L’UDPS, parti cher à Etienne Tshisekedi, justifie sa position de fille aînée de l’opposition en RDC. Normal, du reste. Après environ 30 ans d’existence, ce parti est mûr pour comprendre les choses, pour se situer au diapason qui est le sien, pour déceler où se trouvent les véritables intérêts du peuple, afin d’occuper la place qui est la sienne dans la cour des grands. 

Après quelques tergiversations destinées à l’éclaircissement de la situation, le sphinx de Limete a fini par réaliser qu’il parlait, à très peu de choses près, le même langage que le Président de la République.

Voilà pourquoi il s’est placé en ordre utile pour le grand forum que celui-ci a convoqué, afin que les Congolais de tous bords puissent se retrouver ensemble et discuter franchement, entre eux, des grandes questions concernant le futur proche, mais également lointain, de leur pays.

Il est important de rappeler que, constant comme il l’a toujours été dans sa vision de la démocratie, Etienne Tshisekedi wa Mulumba avait été le tout premier Congolais à réaffirmer que  » le dialogue [était] la voie royale de la résolution de la crise politique en République démocratique du Congo « .

Fidèle à sa logique et soucieux de la réussite absolue de ce forum que le peuple appelle de tous ses vœux, Tshisekedi avait saisi le secrétaire général des Nations Unies le 24 novembre de cette année afin de solliciter de lui qu’il puisse désigner un facilitateur pour ce dialogue.

Là également, l’un de plus vieux opposants africains, si pas le plus vieux à ce jour, a rejoint la prudence du président Joseph Kabila Kabange qui, précautionneusement, avait déjà pensé à une co-facilitation étrangère même si, à 55 ans en tant qu’Etat, les Congolais doivent absolument sortir de certains complexes et être sûrs d’eux, capables de traiter leurs affaires comme le font toutes les grandes nations de la planète.

C’est ce qui a conduit l’inamovible président de l’UDPS à prendre acte de la convocation, par le Président de la République, du très imminent forum appelé dialogue national inclusif.

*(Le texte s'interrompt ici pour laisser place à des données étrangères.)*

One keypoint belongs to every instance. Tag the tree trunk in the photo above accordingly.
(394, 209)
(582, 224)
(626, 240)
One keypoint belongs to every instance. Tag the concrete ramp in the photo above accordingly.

C’est dire à quel point le besoin de dialogue des Congolais entre eux se fait sentir. En tant que Chef de l’Etat, Joseph Kabila, après avoir longtemps été à l’écoute de ses compatriotes à travers la consultation des différentes forces vives dont la majorité présidentielle, la Société civile, y compris toutes les Eglises, et l’opposition, s’est servi des prérogatives qui lui sont dévolues pour convoquer le dialogue.

L’ordonnance y relative, qui cadre parfaitement avec l’esprit et la lettre de l’Accord-cadre d’Addis-Abeba,  a été rendue publique il y a quelques jours.

Ceux des opposants qui hésitent encore devraient suivre l’exemple du leader maximo en se décidant une fois pour toutes à naviguer dans le sens du courant, à savoir la prise véritablement en compte de la situation pas très reluisante des Congolais.

Evidemment, on ne doit pas se leurrer. Personne n’est dupe. Il est illusoire d’espérer voir tout le monde se mettre d’accord. C’est même l’expression de la démocratie, qui veut qu’il y ait diversité dans les opinions. Le souhait est donc que tout le monde se retrouve dans ce dialogue afin que toutes les énergies y soient canalisées.

Mais ceux qui préféreront, jusqu’à la fin, rester dehors, devront suivre la sagesse de l’un des opposants le plus en vue en RDC, en l’occurrence Vital Kamerhe, qui a récemment affirmé ne pas être opposé au principe du dialogue, même si son parti a décidé de ne pas y participer.

Si les résolutions qui vont sortir de ce forum peuvent aller dans le sens des vœux du peuple, a ajouté le président de l’UNC, eux, les partisans du  » non  » s’y inclineront et n’hésiteront pas un seul instant pour  » demander pardon au Président de la République du fait de lui avoir prêté des intentions malveillantes « .

Ne pas participer au dialogue convoqué tout en y étant pas opposé est une forme de l’accepter et d’avoir, donc, compris où se trouve l’intérêt supérieur de la nation.

Il ne reste donc plus que la fixation de la date et l’indication du lieu devant abriter ces travaux. Ces tâches, ainsi que l’établissement de l’ordre du jour et la fixation du nombre des participants, sont attendus de la commission préparatoire qui entrera très bientôt en action.